First, let me just deal with that. I'm dealing with the macro statistics; I'm not dealing with anecdotal data. There are always exceptions. I can find any exception to any statistical norm. So the fact that one person, the famous Ph.D. in English literature, is driving a taxi in Toronto.... I've never met the person, but I'm sure the person exists. But that does not invalidate the idea that post-secondary education is absolutely correlated....There's StatsCan data on this for 50 years.
Every additional year of post-secondary education leads to higher incomes. That's the absolute correlation with post-secondary. Remember, post-secondary is not just university. It's colleges, universities, and trades, for those who think it's a bias towards university education, because I don't have that bias.
The data is crystal clear. So is the American data, by the way. I'm only talking about the U.S. because we share the same continent; we're English-speaking mostly, with the important exception of Quebec. We're both English common-law countries sharing essentially the same climate, the same geography, the same legal system, and the same economic system. Their data is almost identical to ours.
Every additional year of post-secondary education leads to higher incomes and lower percentages of unemployment. That is not a one-year trend. That has been since the end of the Second World War. That's about 75 years. That's the “long run”, to use Keynes' famous phrase.
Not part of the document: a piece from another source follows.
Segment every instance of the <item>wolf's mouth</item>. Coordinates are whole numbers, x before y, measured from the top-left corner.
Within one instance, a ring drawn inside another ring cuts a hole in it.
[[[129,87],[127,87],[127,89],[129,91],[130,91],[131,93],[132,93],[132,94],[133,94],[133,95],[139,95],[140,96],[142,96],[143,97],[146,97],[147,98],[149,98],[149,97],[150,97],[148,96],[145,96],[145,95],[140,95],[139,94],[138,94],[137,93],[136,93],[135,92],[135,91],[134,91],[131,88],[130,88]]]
There's no question about the importance of education. I didn't say it was the only solution or the be-all and the end-all, but it is certainly very important.
Second, to come to your question, I have believed what I told you all of my adult life, obviously. But I think it's becoming more acute today than it was in the 1970s and 1980s because of the enormous transformation that is occurring in western economies, which we all know about. I call it the digitization of the economy.
Every year, I tell my students that I'm preaching to the converted. I teach only fourth year, and they're about to graduate. They're doing the fourth year of their B.Comms. I'm telling them to go and tell their brothers and their sisters and their parents and their cousins that if any of them are pooh-poohing education—because it is fashionable in some quarters to pooh-pooh post-secondary—that my confident statement is that today, if you have a grade 10 or a grade 12 or a grade 8 education, you are going to be poor for the rest of your life.
Of course, there are always exceptions and some person can raise a hand and say, I'm a high school dropout, and look, I became a self-employed multi-millionaire entrepreneur. But they are the exceptions; they are the statistical outliers. We have to look at the data set, which is the aggregate. As I've said, in this new economy that we're moving into, we have to be more educated, not less educated. We have to be focused.
If we want to have a serious conversation about poverty reduction, we have to realize that education has to be right at the centre. I'm using education more broadly than just going to university. I'm talking about college. I think the colleges are doing a phenomenal job, by the way. I think they're doing a better job probably than we are in the universities, I'm ashamed to say. And of course, there are the trades.
We have to be talking about that and we have to reduce the barriers. It's not just the barriers that Mr. Poilievre mentioned. I fully acknowledge them. They've been known for literally 50 to 60 years. They've been discussed in past federal budgets. I'm talking about the barriers that prevent a person who is on welfare, on social assistance, or on unemployment insurance from going back to school.
I would even say that we should be saying to those people, if you're on social assistance or unemployment insurance, we'll make a condition that you go back to school to obtain the social assistance or the unemployment insurance. We should be turning it upside down when we know that this new economy needs people much more skilled than did the economy in 1968 or 1981, when you could get by as a male with a grade 8 education and you'd have quite a nice life. Those days are so gone it's not funny.
We have to put education right at the centre of any discussion about poverty. Everything else is just noise, because it's not going to happen unless we retrain. We are a very sophisticated economy, but there's no room for people who are not well skilled or trained in this new economy. They're going to be permanently unemployed or go through a series of employment, unemployment, and employment at the margins of society.